Case was joined in his pursuit by 15 or so friends and family members. That attendance pretty well sums up the extent to which the niche sport of “flight archery” has reached the general public. After stretching his muscles all morning by launching practice arrows with his footbow—essentially an overpowered crossbow that is held up by your feet, drawn by your hands, and fired while lying on your back—Case prepared to take a shot at the world record.

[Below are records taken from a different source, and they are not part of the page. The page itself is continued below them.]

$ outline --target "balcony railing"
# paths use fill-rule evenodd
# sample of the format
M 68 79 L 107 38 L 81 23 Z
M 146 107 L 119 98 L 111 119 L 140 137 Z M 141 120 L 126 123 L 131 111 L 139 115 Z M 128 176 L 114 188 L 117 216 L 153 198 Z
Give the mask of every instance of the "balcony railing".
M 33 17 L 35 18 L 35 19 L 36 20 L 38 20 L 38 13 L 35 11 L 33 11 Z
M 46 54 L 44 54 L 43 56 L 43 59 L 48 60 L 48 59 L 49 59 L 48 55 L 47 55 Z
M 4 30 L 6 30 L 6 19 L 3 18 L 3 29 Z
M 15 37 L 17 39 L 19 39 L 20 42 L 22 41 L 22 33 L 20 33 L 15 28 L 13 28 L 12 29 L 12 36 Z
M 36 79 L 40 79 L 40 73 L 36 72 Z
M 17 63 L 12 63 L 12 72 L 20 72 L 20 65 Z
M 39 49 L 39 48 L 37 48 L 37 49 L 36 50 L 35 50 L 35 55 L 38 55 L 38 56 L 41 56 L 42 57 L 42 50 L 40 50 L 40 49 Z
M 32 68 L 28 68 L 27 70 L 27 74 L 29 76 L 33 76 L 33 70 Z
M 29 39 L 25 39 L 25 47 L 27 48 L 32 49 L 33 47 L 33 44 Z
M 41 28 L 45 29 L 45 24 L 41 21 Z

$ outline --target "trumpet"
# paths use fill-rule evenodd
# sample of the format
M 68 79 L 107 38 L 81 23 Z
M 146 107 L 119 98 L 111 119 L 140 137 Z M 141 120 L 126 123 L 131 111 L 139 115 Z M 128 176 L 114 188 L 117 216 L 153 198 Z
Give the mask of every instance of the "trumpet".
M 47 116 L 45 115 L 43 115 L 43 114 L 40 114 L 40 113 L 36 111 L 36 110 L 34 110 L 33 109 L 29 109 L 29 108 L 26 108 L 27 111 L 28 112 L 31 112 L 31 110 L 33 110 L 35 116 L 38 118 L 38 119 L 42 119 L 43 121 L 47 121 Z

That record belongs to Harry Drake, who was a legend in the close-knit world of flight archery. In 1971, Drake launched an arrow 2,028 feet (or 676 yards) using a footbow that he designed and built himself. This is the record that still stands today, and the distance that Case was trying to beat.

Like Drake, Case designs and builds his own footbows at his home workshop in Beaverton, Oregon. Case also makes his own arrows using ultralight carbon fiber rods, stainless steel nocks, and fragments of safety razor blades as fletching. When used together, the ultra-powerful bow and the ultralight arrows make for a dangerous and unpredictable combination.

So when Case finally told his support team of distance-checkers and onlookers that he was ready to take the big shot, the atmosphere was understandably tense. With his back on the shooting blanket and his face pointed toward the sky, he placed his feet in the footbow’s stirrups and both hands on the bowstring. He took a deep breath in, drew, and released the footbow at a 40-degree angle.

What happened next is hard to explain—in part because it all must have happened so quickly. Suffice it to say that Case’s arrow, which would have been traveling at about 800 fps (roughly double the fastest hunting crossbows on the market), did not go farther than a mile.

Instead, the arrow went directly into the top of Case’s right foot, shattering a bone in the process. The bewildered—and now hobbled—archer was taken immediately to a hospital in Fallon, Nevada, where doctors patched him up.

The following day, however, Case returned with a pair of crutches to Smith Creek Dry Lake, where he found and documented one of the practice arrows that he fired before the mishap occurred. The arrow had flown roughly 1,823 yards, or a little more than a mile. So while he achieved his goal of shooting beyond a mile, it didn’t qualify as a world record on a technicality. But Case hasn’t given up just yet—he says he has plans to return to the salt flats when conditions are right.